Intimidation of those who refuse to support ETA – the terror group who use violence to further their aim of creating a Basque state in northern Spain and south west France – is commonplace.
Over the summer, a priest who hired a personal bodyguard because of threats to his life, was forced to flee his parish of Maruri. Fr. Jaime Larrinaga said “I have defined myself as an opponent of terrorism and that is why I have been persecuted.” Demonstrations in support of the priest have been staged by moderate Basque nationalists opposed to the use of terror.
The parallels with the IRA and the non-violent nationalist of the SDLP in northern Ireland are self-evident. So is the spark that has initiated this summer’s escalation of violence. The central government in Madrid suspended Batasuna – the political wing of ETA and that in turn has led to more bombs being laid. ETA’s fatalities over the past three decades now number more than 800 people and in addition to the dead many more have been wounded or disfigured.
There have also been a series of on-off cease-fires. In 1998 ETA said it had begun a “unilateral and indefinite” ceasefire but it called it off in November 1999 and they now say that they are particularly targeting inward investment and the tourist infrastructure. Sadly, there has been no equivalent of the British-Irish Peace Process or the Good Friday Agreement. Nor has there been a dispassionate assessment of both the nationalist case for separation or a proper understanding of the tortured history of the Basque people.
I was particularly moved to visit Gernika, a Basque town signalled out for an exemplary punitive attack during the Spanish Civil War. On April 26th 1937 Franco’s German and Italian allies sent 59 planes to destroy the town during a bombardment that lasted for three hours. About 1,650 people were killed. Picasso’s famous painting named after the town vividly captures some of the horror.
The succession of atrocities carried out by both sides sealed this period of history with vengeance and blood.
During World War two the Basques sides with Britain and the Allies and their government in exile was officially recognised. In the aftermath of the War it was more expedient to mollify Franco and the Basques felt betrayed and driven into a corner. Out of all this ETA campaign of terrorism was born.
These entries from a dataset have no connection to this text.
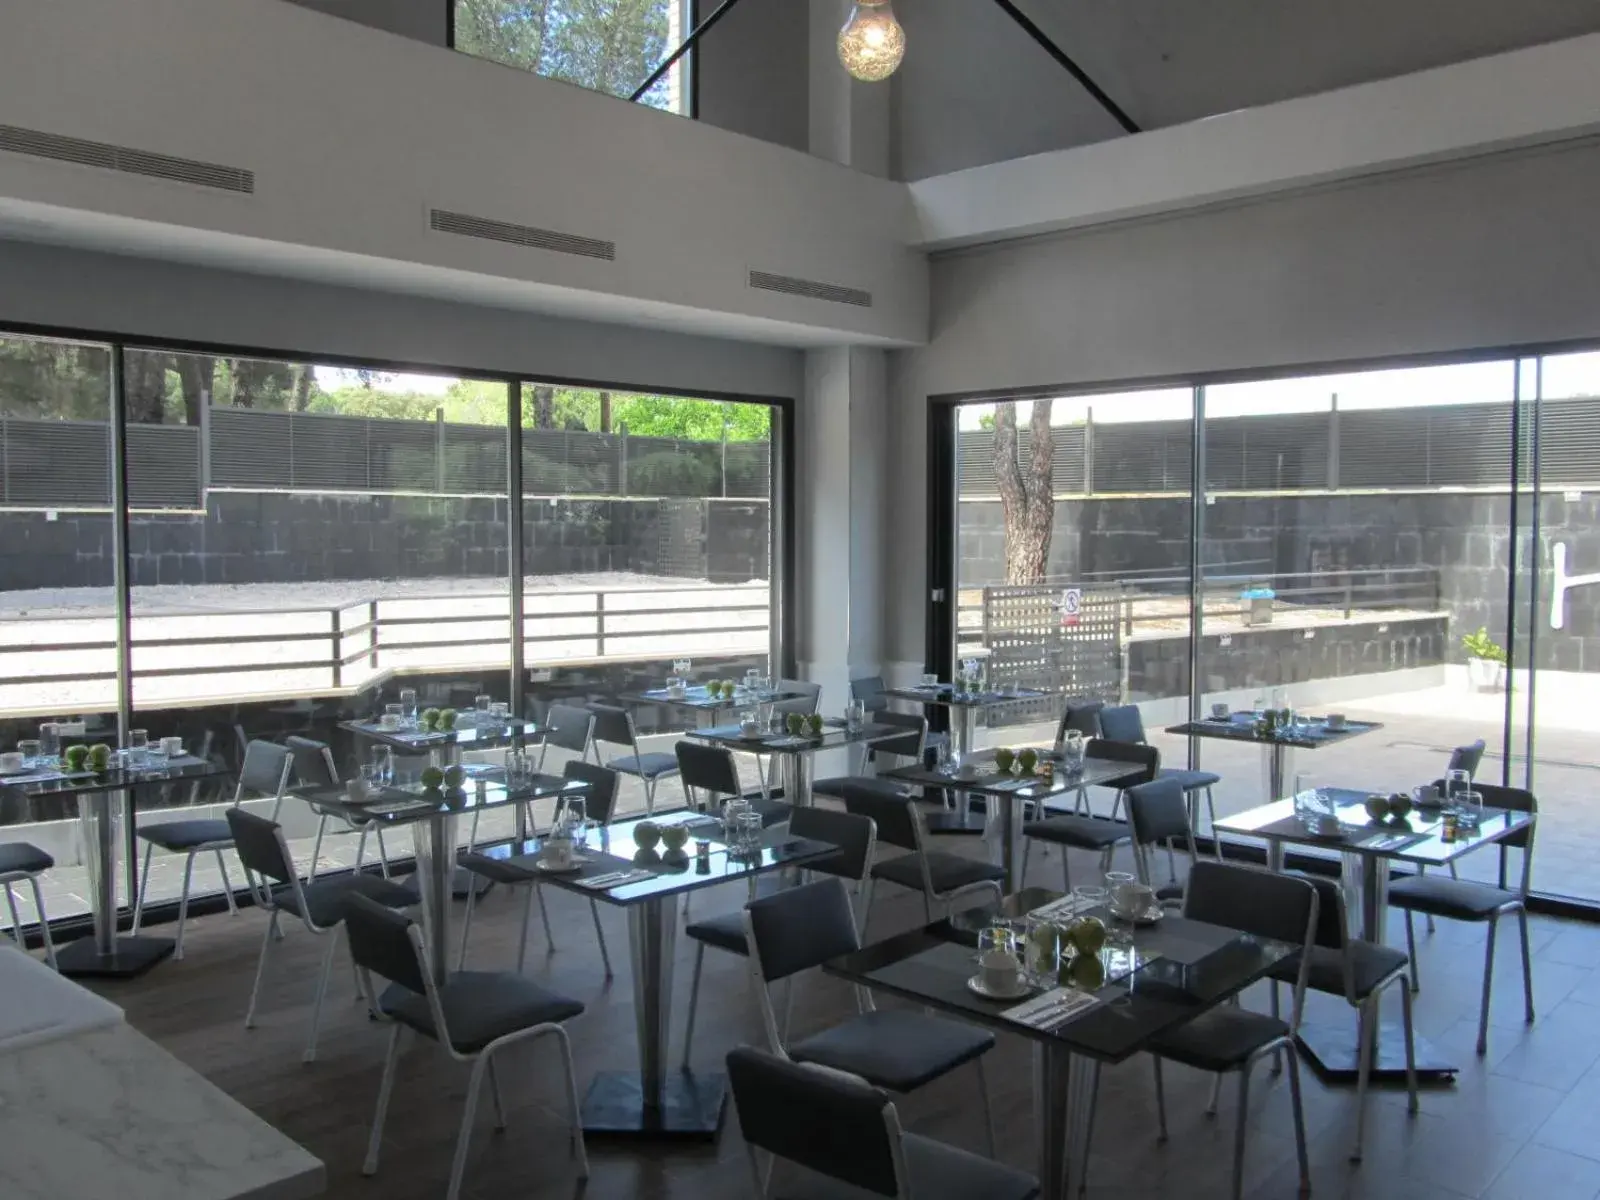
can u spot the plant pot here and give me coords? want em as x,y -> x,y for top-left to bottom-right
1466,656 -> 1505,693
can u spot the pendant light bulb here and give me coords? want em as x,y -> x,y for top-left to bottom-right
838,0 -> 905,82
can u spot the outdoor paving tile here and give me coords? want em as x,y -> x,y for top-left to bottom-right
1482,1143 -> 1600,1200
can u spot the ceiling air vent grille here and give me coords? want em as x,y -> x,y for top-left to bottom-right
749,270 -> 872,308
0,124 -> 254,193
429,208 -> 615,261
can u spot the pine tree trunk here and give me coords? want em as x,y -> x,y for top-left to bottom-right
992,399 -> 1055,584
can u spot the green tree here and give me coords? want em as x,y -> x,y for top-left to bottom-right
455,0 -> 675,108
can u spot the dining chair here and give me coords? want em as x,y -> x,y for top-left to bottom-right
346,895 -> 588,1200
285,736 -> 392,883
589,704 -> 678,815
1124,776 -> 1198,905
726,1046 -> 1039,1200
742,877 -> 999,1156
676,739 -> 788,826
1147,862 -> 1319,1200
226,807 -> 415,1063
1390,780 -> 1536,1055
838,787 -> 1005,936
812,709 -> 927,804
754,679 -> 823,795
1424,739 -> 1490,923
1019,738 -> 1157,890
131,738 -> 292,959
1098,703 -> 1222,846
536,703 -> 594,773
1269,873 -> 1418,1160
458,761 -> 619,977
852,674 -> 948,756
680,806 -> 876,1069
0,841 -> 58,970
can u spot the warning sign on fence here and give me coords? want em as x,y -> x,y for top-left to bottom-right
1060,588 -> 1082,628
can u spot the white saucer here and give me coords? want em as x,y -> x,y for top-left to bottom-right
534,859 -> 582,874
1111,904 -> 1164,927
967,972 -> 1033,1001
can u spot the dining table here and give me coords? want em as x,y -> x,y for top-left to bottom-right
879,751 -> 1140,891
298,768 -> 582,984
622,684 -> 809,728
1167,710 -> 1381,803
882,683 -> 1059,761
501,809 -> 839,1140
825,887 -> 1301,1200
1214,789 -> 1535,1083
1,752 -> 231,979
687,718 -> 902,810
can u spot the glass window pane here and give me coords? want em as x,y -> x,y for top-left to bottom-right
0,331 -> 118,926
954,391 -> 1195,773
123,353 -> 513,898
519,385 -> 774,815
1199,361 -> 1519,867
454,0 -> 690,113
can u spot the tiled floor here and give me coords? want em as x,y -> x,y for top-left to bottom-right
22,821 -> 1594,1200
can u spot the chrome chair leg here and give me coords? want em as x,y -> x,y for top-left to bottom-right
173,852 -> 196,960
362,1024 -> 403,1175
308,814 -> 329,883
1405,910 -> 1421,991
1152,1058 -> 1169,1141
215,850 -> 238,915
1517,907 -> 1535,1025
975,1055 -> 997,1158
457,874 -> 481,971
1286,1047 -> 1311,1192
1,883 -> 24,954
24,875 -> 56,970
447,1055 -> 491,1200
1477,914 -> 1499,1055
1206,1071 -> 1223,1116
1231,1065 -> 1252,1200
590,899 -> 612,978
1398,979 -> 1420,1114
551,1026 -> 590,1177
487,1057 -> 508,1131
131,843 -> 154,934
244,910 -> 280,1029
681,943 -> 705,1070
1352,1002 -> 1378,1161
303,927 -> 338,1063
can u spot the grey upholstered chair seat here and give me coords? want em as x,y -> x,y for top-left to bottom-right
684,910 -> 748,956
1160,767 -> 1222,790
869,851 -> 1006,895
138,817 -> 233,850
812,776 -> 912,803
789,1010 -> 995,1092
0,842 -> 53,875
456,848 -> 545,886
1148,1005 -> 1293,1075
272,873 -> 416,928
1021,813 -> 1132,850
379,970 -> 585,1054
1388,874 -> 1520,920
606,751 -> 679,779
1271,941 -> 1409,1000
778,1133 -> 1041,1200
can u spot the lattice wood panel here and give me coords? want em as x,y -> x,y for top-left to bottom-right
980,583 -> 1122,726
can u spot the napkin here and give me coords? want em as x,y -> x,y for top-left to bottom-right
1002,987 -> 1100,1030
1025,894 -> 1098,922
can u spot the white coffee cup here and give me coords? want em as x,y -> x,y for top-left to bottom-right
980,948 -> 1021,995
1113,880 -> 1155,918
0,752 -> 22,773
379,712 -> 400,729
346,778 -> 368,803
1211,702 -> 1230,719
1326,712 -> 1347,729
543,836 -> 574,870
160,736 -> 184,757
921,673 -> 939,688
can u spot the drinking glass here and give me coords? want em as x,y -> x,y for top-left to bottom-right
17,739 -> 42,766
399,688 -> 418,726
1457,789 -> 1483,831
1445,768 -> 1472,807
1022,916 -> 1059,984
1062,729 -> 1085,773
369,744 -> 394,786
723,797 -> 752,844
1104,871 -> 1137,945
978,925 -> 1017,960
475,695 -> 492,721
736,810 -> 764,854
1072,884 -> 1108,915
38,723 -> 60,760
844,698 -> 866,732
936,743 -> 961,777
126,729 -> 149,768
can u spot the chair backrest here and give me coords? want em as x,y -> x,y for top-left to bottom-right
851,675 -> 889,713
1447,738 -> 1487,777
562,760 -> 620,824
675,739 -> 742,798
1463,781 -> 1537,887
770,680 -> 822,717
543,704 -> 595,755
1055,699 -> 1104,746
726,1047 -> 901,1197
865,709 -> 926,761
1125,777 -> 1192,849
838,787 -> 921,853
226,806 -> 297,888
1096,704 -> 1147,745
745,877 -> 862,986
789,806 -> 876,883
587,704 -> 637,752
1185,860 -> 1319,950
344,893 -> 430,997
285,736 -> 338,788
237,739 -> 292,801
1086,737 -> 1160,787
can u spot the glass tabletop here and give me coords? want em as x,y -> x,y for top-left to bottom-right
0,754 -> 226,798
626,686 -> 808,711
1167,713 -> 1381,750
689,719 -> 902,753
883,753 -> 1136,797
294,769 -> 579,825
882,685 -> 1056,709
825,888 -> 1299,1064
526,810 -> 840,905
1213,790 -> 1533,865
338,716 -> 538,752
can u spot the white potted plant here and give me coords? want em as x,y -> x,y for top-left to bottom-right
1462,627 -> 1507,693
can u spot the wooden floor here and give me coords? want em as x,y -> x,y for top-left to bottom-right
77,836 -> 1600,1200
If all of this starts to sound depressingly familiar, one other parallel with northern Ireland can be drawn – but this one gives pause for hope. As in northern Ireland, the vast majority of Basques wholeheartedly oppose the use of violence.
Perhaps this silent majority, and the courageous stand of Father Larrinaga, will be the catalyst to kick start a peace process. When the violence does finally, the Basque country will have a fine future.